Василий Авенариус - Отроческие годы Пушкина
— Старший дядька наш Леонтий Кемерский, — шепнул ему Пущин, — преуслужливый, но и продувной!
Рекомендованный так дядька приблизился к нему между тем уже настолько, что Пушкин различил весьма благообразного, осанистого старика бакенбардиста с целым рядом медалей и крестов на широкой, выпуклой груди и с несколькими почетными нашивками на рукаве.
— Вот, Леонтий, я привел тебе еще новичка — № 14,- заявил ему Пущин.
Леонтий сделал новичку по-военному под воображаемый козырек.
— Здравия желаем вашему благородию! Добро пожаловать! Камера ваша давно по вас плачет.
Достав из кармана полную горсть нумерованных ключей, он пошел назад по коридору и, пройдя несколько камер, остановился перед дверью с черною дощечкой, на которой Пушкин прочел надпись:
"№ 14. Александр Пушкин".
— А посмотри-ка, рядом кто, — сказал Пущин. На соседней двери такая же дощечка гласила:
"№ 13. Иван Пущин".
Пушкин переглянулся с приятелем сияющим взором.
— Сама судьба нас свела!
Дядька тем временем раскрыл настежь дверь и покровительственным движением руки ввел новичка во владение его будущим жилищем.
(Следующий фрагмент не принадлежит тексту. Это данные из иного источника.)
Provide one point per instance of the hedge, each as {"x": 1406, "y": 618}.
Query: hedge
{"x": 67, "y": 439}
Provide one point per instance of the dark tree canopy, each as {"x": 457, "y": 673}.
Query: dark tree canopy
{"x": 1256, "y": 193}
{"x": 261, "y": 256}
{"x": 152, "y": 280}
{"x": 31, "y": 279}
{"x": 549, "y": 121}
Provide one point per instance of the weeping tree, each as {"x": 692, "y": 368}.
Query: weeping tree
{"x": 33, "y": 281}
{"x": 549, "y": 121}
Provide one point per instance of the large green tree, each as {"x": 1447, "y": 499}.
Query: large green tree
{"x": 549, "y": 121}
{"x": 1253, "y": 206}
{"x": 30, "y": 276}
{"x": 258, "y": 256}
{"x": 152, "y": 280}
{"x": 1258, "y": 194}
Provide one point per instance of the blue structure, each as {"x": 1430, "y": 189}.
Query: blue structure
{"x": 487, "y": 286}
— Милости просим, сударь! С новосельем-с.
Камера была невелика, но во всяком случае достаточно поместительна для одного человека, тем более для подростка. В ней стояли: под окном — столик, у одной стены — кровать и умывальный стол, у другой — комод с зеркальцем над ним, стул и конторка. Окрашенная в светло-серый цвет с красной каемкой по потолку, освещаемая единственным, но высоким окном, комнатка эта даже теперь, в серый зимний день, имела приветливый, уютный вид. На конторке стояли чернильница и шандал со щипцами (в то время употреблялись одни только сальные свечи, с которых нагар «снимался» щипцами), а на гвоздях у дверей аккуратно были развешаны полотенце и казенная амуниция нового постояльца. Глаза Александра прежде всего с удовольствием остановились на чернильнице.
— И чернила уж налиты! — сказал он.
— Да, чернильная душа, — отвечал Пущин. — Можешь хоть сейчас приняться писать стихи.
— Нет уж, батюшка, ваше благородие, — вмешался дядька, буквально принявший слова Пущина, — перво-наперво дайте им хошь перерядиться, как быть следует.
Выдвинув ящик комода, он достал оттуда белье, снял с гвоздя форменное платье и поштучно стал подавать Пушкину каждую вещь, приговаривая:
— Наша обязанность, сударь, хранить и холить вашу милость, яко зеницу ока. Душевное здравие ваше — дело начальства, за телесное ответствует наша братия, нижние служители, перед совестью и перед Богом.
— Оттого-то он без ведома начальства и снабжает нас всяким контрабандным товаром, — шутливо добавил Пущин.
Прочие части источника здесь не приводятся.